The multicast mode is detected according to the remote
address type.

Signed-off-by: Laurent Vivier <lvivier@redhat.com>
---
 hmp-commands.hx |   2 +-
 net/clients.h   |   3 +
 net/hub.c       |   1 +
 net/meson.build |   1 +
 net/net.c       |  61 ++++
 net/socket-ng.c | 890 ++++++++++++++++++++++++++++++++++++++++++++++++
 qapi/net.json   |  41 ++-
 7 files changed, 996 insertions(+), 3 deletions(-)
 create mode 100644 net/socket-ng.c

Comments

Stefano Brivio May 10, 2022, 9:24 p.m. UTC | #1
On Mon,  9 May 2022 19:36:14 +0200
Laurent Vivier <lvivier@redhat.com> wrote:

> Copied from socket netdev file and modified to use SocketAddress
> to be able to introduce new features like unix socket.
> 
> "udp" and "mcast" are squashed into dgram, multicast is detected
> according to the IP address type.
> "listen" and "connect" modes are changed to "server" and "client".
> 
> As qemu_opts_parse_noisily() flattens the QAPI structures ("type" field
> of Netdev structure collides with "type" field of SocketAddress),
> we detect socket-ng backend and use directly visit_type_Netdev() to
> parse the backend parameters.
> 
> Signed-off-by: Laurent Vivier <lvivier@redhat.com>
> 
> net: socket-ng: replace mode=unicast/multicast by mode=dgram
> 
> The multicast mode is detected according to the remote
> address type.
> 
> Signed-off-by: Laurent Vivier <lvivier@redhat.com>
> ---
>  hmp-commands.hx |   2 +-
>  net/clients.h   |   3 +
>  net/hub.c       |   1 +
>  net/meson.build |   1 +
>  net/net.c       |  61 ++++
>  net/socket-ng.c | 890 ++++++++++++++++++++++++++++++++++++++++++++++++
>  qapi/net.json   |  41 ++-
>  7 files changed, 996 insertions(+), 3 deletions(-)
>  create mode 100644 net/socket-ng.c
> 
> [...]
>
> +static int net_socketng_connect_init(NetClientState *peer,
> +                                   const char *model,
> +                                   const char *name,
> +                                   SocketAddress *addr,
> +                                   Error **errp)
> +{
> +    NetSocketNGState *s;
> +    int fd, connected, ret;
> +    gchar *info_str;
> +
> +    switch (addr->type) {
> +    case SOCKET_ADDRESS_TYPE_INET: {
> +        struct sockaddr_in saddr_in;
> +
> +        if (convert_host_port(&saddr_in, addr->u.inet.host, addr->u.inet.port,
> +                              errp) < 0) {
> +            return -1;
> +        }
> +
> +        fd = qemu_socket(PF_INET, SOCK_STREAM, 0);
> +        if (fd < 0) {
> +            error_setg_errno(errp, errno, "can't create stream socket");
> +            return -1;
> +        }
> +        qemu_socket_set_nonblock(fd);
> +
> +        connected = 0;
> +        for (;;) {
> +            ret = connect(fd, (struct sockaddr *)&saddr_in, sizeof(saddr_in));
> +            if (ret < 0) {
> +                if (errno == EINTR || errno == EWOULDBLOCK) {
> +                    /* continue */
> +                } else if (errno == EINPROGRESS ||
> +                           errno == EALREADY ||
> +                           errno == EINVAL) {

I guess we should report failure and close the socket on EINVAL, there
are no chances the connection will eventually succeed.
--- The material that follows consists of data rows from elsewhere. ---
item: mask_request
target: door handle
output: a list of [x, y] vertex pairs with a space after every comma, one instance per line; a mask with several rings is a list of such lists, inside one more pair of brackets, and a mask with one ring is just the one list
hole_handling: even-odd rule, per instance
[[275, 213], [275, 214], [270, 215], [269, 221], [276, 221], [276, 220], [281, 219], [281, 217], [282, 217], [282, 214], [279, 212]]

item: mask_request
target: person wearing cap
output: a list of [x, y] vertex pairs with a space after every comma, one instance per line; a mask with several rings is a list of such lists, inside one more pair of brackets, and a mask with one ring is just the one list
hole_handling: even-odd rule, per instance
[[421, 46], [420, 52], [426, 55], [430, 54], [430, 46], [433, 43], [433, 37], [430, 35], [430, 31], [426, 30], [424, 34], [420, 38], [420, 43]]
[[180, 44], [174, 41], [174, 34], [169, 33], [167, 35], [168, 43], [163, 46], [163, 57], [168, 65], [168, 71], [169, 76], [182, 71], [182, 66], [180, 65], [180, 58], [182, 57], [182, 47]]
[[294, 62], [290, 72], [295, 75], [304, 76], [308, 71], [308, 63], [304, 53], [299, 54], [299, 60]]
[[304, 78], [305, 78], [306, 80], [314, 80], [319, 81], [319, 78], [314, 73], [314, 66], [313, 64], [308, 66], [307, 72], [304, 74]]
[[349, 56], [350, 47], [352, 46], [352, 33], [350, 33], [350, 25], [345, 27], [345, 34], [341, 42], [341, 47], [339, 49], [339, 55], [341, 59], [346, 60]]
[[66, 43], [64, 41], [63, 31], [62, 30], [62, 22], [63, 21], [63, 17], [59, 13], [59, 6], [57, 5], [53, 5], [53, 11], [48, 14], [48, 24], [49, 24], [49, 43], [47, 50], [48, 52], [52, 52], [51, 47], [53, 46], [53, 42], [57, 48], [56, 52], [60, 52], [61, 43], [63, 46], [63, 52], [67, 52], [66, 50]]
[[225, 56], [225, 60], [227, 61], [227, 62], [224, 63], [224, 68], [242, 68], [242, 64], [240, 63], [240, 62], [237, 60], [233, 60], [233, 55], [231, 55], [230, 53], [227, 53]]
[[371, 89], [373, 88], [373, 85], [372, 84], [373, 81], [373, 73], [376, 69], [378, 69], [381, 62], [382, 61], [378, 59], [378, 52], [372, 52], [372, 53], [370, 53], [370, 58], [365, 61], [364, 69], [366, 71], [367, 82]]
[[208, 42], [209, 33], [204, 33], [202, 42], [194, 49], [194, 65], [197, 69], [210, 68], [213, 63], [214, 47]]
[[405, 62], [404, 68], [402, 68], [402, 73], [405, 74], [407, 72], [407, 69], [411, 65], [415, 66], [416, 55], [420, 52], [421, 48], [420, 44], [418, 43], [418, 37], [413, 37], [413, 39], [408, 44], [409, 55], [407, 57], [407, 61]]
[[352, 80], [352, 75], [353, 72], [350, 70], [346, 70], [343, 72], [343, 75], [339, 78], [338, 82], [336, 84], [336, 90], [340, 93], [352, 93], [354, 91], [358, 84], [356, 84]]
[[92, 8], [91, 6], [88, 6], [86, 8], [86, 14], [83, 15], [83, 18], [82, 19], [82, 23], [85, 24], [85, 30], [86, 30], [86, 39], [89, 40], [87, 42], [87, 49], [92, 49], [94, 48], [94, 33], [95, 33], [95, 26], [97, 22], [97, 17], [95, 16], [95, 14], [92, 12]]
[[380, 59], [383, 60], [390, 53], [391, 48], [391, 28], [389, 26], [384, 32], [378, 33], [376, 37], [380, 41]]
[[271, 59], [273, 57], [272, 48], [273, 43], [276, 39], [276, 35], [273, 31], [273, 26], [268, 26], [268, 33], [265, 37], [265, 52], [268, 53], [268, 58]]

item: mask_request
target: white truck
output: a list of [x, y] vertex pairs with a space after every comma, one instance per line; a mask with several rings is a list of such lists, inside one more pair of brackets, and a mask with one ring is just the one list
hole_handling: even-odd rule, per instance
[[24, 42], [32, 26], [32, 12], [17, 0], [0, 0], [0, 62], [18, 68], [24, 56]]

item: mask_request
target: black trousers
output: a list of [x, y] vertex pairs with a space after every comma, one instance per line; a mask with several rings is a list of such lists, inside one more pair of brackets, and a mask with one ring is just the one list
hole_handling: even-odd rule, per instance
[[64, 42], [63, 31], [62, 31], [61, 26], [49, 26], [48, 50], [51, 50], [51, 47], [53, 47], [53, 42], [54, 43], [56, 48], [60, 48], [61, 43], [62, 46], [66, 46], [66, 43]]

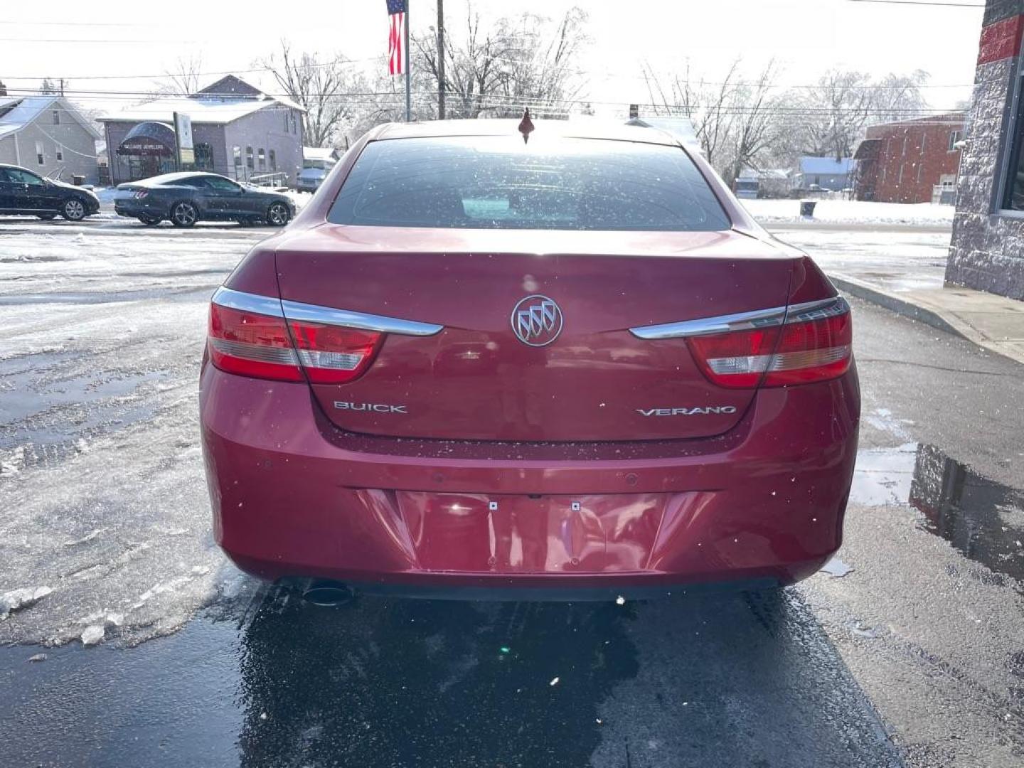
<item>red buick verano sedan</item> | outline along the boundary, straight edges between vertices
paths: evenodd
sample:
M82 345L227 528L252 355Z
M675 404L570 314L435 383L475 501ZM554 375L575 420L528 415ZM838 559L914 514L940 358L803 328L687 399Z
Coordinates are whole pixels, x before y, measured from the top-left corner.
M421 595L809 575L856 453L849 305L671 136L528 139L381 126L217 290L217 541Z

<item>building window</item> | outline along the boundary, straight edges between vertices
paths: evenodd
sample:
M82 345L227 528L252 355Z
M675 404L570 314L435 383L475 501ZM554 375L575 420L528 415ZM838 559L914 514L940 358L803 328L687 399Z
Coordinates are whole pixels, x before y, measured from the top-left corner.
M202 141L196 144L196 170L213 170L213 147L210 144Z
M1024 56L1020 57L1014 84L1014 113L1010 116L1007 157L1004 159L1000 200L996 208L1024 211Z

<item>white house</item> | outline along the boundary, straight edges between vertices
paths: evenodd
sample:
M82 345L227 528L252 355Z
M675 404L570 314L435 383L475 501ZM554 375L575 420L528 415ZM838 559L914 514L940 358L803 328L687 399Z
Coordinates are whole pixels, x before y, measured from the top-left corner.
M41 176L86 183L96 178L96 139L89 122L63 96L0 96L0 163Z

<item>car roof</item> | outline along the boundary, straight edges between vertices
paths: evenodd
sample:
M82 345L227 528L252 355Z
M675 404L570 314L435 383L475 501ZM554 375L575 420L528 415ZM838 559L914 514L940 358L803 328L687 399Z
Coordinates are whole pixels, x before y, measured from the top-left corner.
M173 184L176 181L183 181L186 178L227 178L227 176L221 176L219 173L209 173L207 171L177 171L175 173L163 173L160 176L150 176L148 178L139 179L138 181L130 181L128 183L132 184ZM231 181L232 179L227 179Z
M667 133L643 126L624 125L600 119L543 120L531 118L531 138L555 135L567 138L602 138L617 141L642 141L678 146ZM393 138L437 138L450 136L518 136L519 120L432 120L423 123L387 123L380 127L375 140Z

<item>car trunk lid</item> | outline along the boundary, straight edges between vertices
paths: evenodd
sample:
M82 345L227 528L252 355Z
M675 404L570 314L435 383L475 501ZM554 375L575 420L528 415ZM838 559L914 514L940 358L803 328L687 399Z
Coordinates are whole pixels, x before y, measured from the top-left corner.
M288 238L276 253L286 313L289 302L301 302L443 328L387 334L355 381L311 384L331 421L355 432L460 440L729 430L755 390L712 384L683 339L645 340L630 329L784 306L793 265L792 254L735 231L324 224ZM539 335L529 337L530 325ZM550 339L545 326L557 325Z

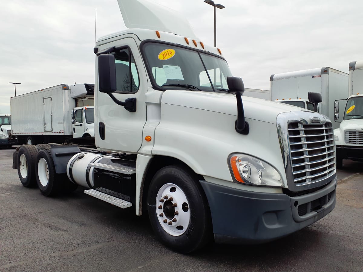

I actually
proposed this change (after some debugging frustration) in my quick and
dirty series to get AF_UNIX sockets working:

	https://lore.kernel.org/all/a6d475147682de1fe3b14eb325f4247e013e8440.1619190878.git.sbrivio@redhat.com/

> +                    break;
> +                } else {
> +                    error_setg_errno(errp, errno, "can't connect socket");
> +                    closesocket(fd);
> +                    return -1;
> +                }
>
> [...]
>
> diff --git a/qapi/net.json b/qapi/net.json
> index b92f3f5fb444..2b31101e6641 100644
> --- a/qapi/net.json
> +++ b/qapi/net.json
> @@ -7,6 +7,7 @@
>  ##
>  
>  { 'include': 'common.json' }
> +{ 'include': 'sockets.json' }
>  
>  ##
>  # @set_link:
> @@ -452,6 +453,40 @@
>      '*vhostdev':     'str',
>      '*queues':       'int' } }
>  
> +##
> +# @NetdevSocketNGMode:
> +#
> +# @dgram: UDP mode
> +#
> +# @server: TCP server mode
> +#
> +# @client: TCP client mode
> +#
> +# Legacy NetdevSocketOptions only accepts one of:
> +# "fd", "udp", "mcast" and "udp".
> +# we map:
> +#   "udp", "mcast" -> "dgram"
> +#   "listen"       -> "server"
> +#   "connect"      -> "client"
> +#
> +# Since: 7.1
> +#
> +##
> +{ 'enum': 'NetdevSocketNGMode',
> +  'data':  [ 'dgram', 'server', 'client' ] }
> +
> +##
> +# @NetdevSocketNGOptions:
> +#
> +# Since: 7.1
> +##
> +{ 'struct': 'NetdevSocketNGOptions',
> +  'data': {
> +    'mode':    'NetdevSocketNGMode',
> +    '*addr':   'SocketAddress',
> +    '*remote': 'SocketAddress',
> +    '*local':  'SocketAddress' } }
> +
>  ##
>  # @NetClientDriver:
>  #
> @@ -463,7 +498,8 @@
>  ##
>  { 'enum': 'NetClientDriver',
>    'data': [ 'none', 'nic', 'user', 'tap', 'l2tpv3', 'socket', 'vde',
> -            'bridge', 'hubport', 'netmap', 'vhost-user', 'vhost-vdpa' ] }
> +            'bridge', 'hubport', 'netmap', 'vhost-user', 'vhost-vdpa',
> +            'socket-ng' ] }

I don't know if this is an issue, but I couldn't figure out the reason
for this difference either:

- with the old socket option, I can pass something like:

    -net socket,fd=5 -net nic,model=virtio

  and frames are sent to/received from socket number 5 (which I
  pre-opened)

- with the new option, and something like:

    -netdev socket-ng,id=socket0,mode=client,addr.type=unix,addr.path=/tmp/test.socket -net nic,model=virtio,id=hostnet0

  I get a connection on the socket, but the virtio-net device is not
  connected to it (no frames received/sent).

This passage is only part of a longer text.